Teradata Package for R Function Reference | 17.00 - NTree - Teradata Package for R - Look here for syntax, methods and examples for the functions included in the Teradata Package for R.

NTree

Description

The NTree function is a hierarchical analysis function that can build and traverse tree structures on all worker machines. The function reads the data only once from the disk and creates the trees in memory.

Usage

  td_ntree_mle (
      data = NULL,
      data.partition.column = "1",
      data.order.column = NULL,
      root.node = NULL,
      node.id = NULL,
      parent.id = NULL,
      allow.cycles = FALSE,
      starts.with = NULL,
      mode = NULL,
      output = NULL,
      max.distance = 5,
      logging = FALSE,
      result = NULL,
      data.sequence.column = NULL
  )

Arguments

`data`	Required Argument. Specifies the input tbl_teradata containing the input data.
`data.partition.column`	Optional Argument. Specifies Partition By columns for "data". Values to this argument can be provided as a vector, if multiple columns are used for partition. Default Value: "1" Types: character OR vector of Strings (character)
`data.order.column`	Optional Argument. Specifies Order By columns for "data". Values to this argument can be provided as a vector, if multiple columns are used for ordering. Types: character OR vector of Strings (character)
`root.node`	Required Argument. Specifies the logical SQL expression that defines the root nodes of the trees (for example, parent.id IS NULL). Types: character
`node.id`	Required Argument. Specifies the SQL expression whose value uniquely identifies a node in the input tbl_teradata. Note: A node can appear multiple times in the data set, with different parents. Types: character
`parent.id`	Required Argument. Specifies the SQL expression whose value identifies the parent node. Types: character
`allow.cycles`	Optional Argument. Specifies whether trees can contain cycles. If not, a cycle in the data set causes the function to throw an exception. Default Value: FALSE Types: logical
`starts.with`	Required Argument. Specifies the node from which to start tree traversal. Permitted Values: ROOT, LEAF, or a SQL expression that identifies a node. Types: character
`mode`	Required Argument. Specifies the direction of tree traversal from the start node, either up to the root node or down to the leaf nodes. Permitted Values: UP, DOWN Types: character
`output`	Required Argument.
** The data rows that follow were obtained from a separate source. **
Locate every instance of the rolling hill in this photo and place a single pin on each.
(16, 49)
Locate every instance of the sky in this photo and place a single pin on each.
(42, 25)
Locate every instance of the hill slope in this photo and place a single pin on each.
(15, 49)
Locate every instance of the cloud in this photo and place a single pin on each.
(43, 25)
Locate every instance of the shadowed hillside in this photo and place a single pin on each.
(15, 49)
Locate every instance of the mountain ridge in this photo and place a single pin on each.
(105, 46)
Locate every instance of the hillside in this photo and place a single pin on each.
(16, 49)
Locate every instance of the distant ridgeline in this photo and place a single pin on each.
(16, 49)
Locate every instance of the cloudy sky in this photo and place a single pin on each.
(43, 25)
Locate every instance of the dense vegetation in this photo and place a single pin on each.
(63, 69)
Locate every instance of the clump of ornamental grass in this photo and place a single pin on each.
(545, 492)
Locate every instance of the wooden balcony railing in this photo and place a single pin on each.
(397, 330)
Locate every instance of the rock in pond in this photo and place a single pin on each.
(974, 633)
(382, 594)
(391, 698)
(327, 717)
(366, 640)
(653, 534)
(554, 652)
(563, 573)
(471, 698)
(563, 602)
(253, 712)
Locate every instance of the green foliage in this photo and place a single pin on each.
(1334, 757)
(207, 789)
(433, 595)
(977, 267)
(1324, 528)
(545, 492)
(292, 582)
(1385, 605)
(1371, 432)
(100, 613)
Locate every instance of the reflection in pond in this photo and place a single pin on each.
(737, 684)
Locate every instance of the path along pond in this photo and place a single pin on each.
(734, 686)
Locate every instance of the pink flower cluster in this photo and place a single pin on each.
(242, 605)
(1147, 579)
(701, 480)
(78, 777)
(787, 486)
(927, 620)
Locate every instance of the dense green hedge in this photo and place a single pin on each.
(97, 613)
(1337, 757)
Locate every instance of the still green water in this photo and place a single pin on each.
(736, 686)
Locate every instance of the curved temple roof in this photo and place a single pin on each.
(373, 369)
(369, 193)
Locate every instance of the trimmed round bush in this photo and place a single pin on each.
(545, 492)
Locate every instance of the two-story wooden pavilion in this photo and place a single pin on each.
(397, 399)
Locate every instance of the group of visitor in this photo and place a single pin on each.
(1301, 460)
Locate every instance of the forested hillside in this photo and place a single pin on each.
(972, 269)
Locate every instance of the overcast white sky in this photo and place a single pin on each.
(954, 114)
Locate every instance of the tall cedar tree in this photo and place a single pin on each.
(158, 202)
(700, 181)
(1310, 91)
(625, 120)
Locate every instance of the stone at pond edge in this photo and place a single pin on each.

Specifies when to output a tuple, either at every node along the traversal path ("all") or only at the end of the traversal path ("end"). Default Value: END Permitted Values: END, ALL Types: character
`max.distance`	Optional Argument. Specifies the maximum tree depth. Default Value: 5 Types: integer
`logging`	Optional Argument. Specifies whether the function prints log messages. Default Value: FALSE Types: logical
`result`	Required Argument. Specifies aggregate operations to perform during tree traversal. The function reports the result of each aggregate operation in the output tbl_teradata. The syntax of aggregate is: operation (expression) [ ALIAS alias ], where operation is either PATH, SUM, LEVEL, MAX, MIN, IS_CYCLE, AVG, or PROPAGATE. expression is a SQL expression. If operation is LEVEL or IS_CYCLE, then expression must be *. alias is the name of the output tbl_teradata column that contains the result of the operation. The default value is the string "operation(expression)" without the quotation marks. For example, PATH(node_name). Note: The function ignores alias if it is the same as an input tbl_teradata column name. For the path from the "starts.with" node to the last traversed node, the operations do the following: PATH: Outputs the value of expression for each node, separating values with "->". SUM: Computes the value of expression for each node and outputs the sum of these values. LEVEL: Outputs the number of hops. MAX: Computes the value of expression for each node and outputs the highest of these values. MIN: Computes the value of expression for each node and outputs the lowest of these values. IS_CYCLE: Outputs the cycle (if any). AVG: Computes the value of expression for each node and outputs the average of these values. PROPAGATE: Evaluates expression with the value of the "starts.with" node and propagates the result to every node. Types: character
`data.sequence.column`	Optional Argument. Specifies the vector of column(s) that uniquely identifies each row of the input argument "data". The argument is used to ensure deterministic results for functions which produce results that vary from run to run. Types: character OR vector of Strings (character)

Value

Function returns an object of class "td_ntree_mle" which is a named list containing object of class "tbl_teradata".
Named list member can be referenced directly with the "$" operator using the name: result.

Examples

  
    # Get the current context/connection.
    con <- td_get_context()$connection
    
    # Load example data
    loadExampleData("ntree_example", "employee_table", "emp_table_by_dept")

    # Create object(s) of class "tbl_teradata".
    employee_table <- tbl(con, "employee_table")
    emp_table_by_dept <- tbl(con, "emp_table_by_dept")

    # Example 1 - This example finds the employees who report to employee
    # 100 (either directly or indirectly) by traversing the tree
    # of employees from employee 100 downward.
    td_ntree_out1 <- td_ntree_mle(data=employee_table,
                                  root.node = 'mgr_id is NULL',
                                  node.id='emp_id',
                                  parent.id='mgr_id',
                                  starts.with='emp_id=100',
                                  mode='down',
                                  output='end',
                                  result='PATH(emp_name) AS path'
                                 )

    # Example 2 - This example finds the reporting structure by department.
    td_ntree_out2 <- td_ntree_mle(data=emp_table_by_dept,
                                  data.partition.column='department',
                                  root.node = "mgr_id = 'none'",
                                  node.id='id',
                                  parent.id='mgr_id',
                                  starts.with='root',
                                  mode='down',
                                  output='all',
                                  result='PATH(name) AS path, PATH(id) as path2'
                                 )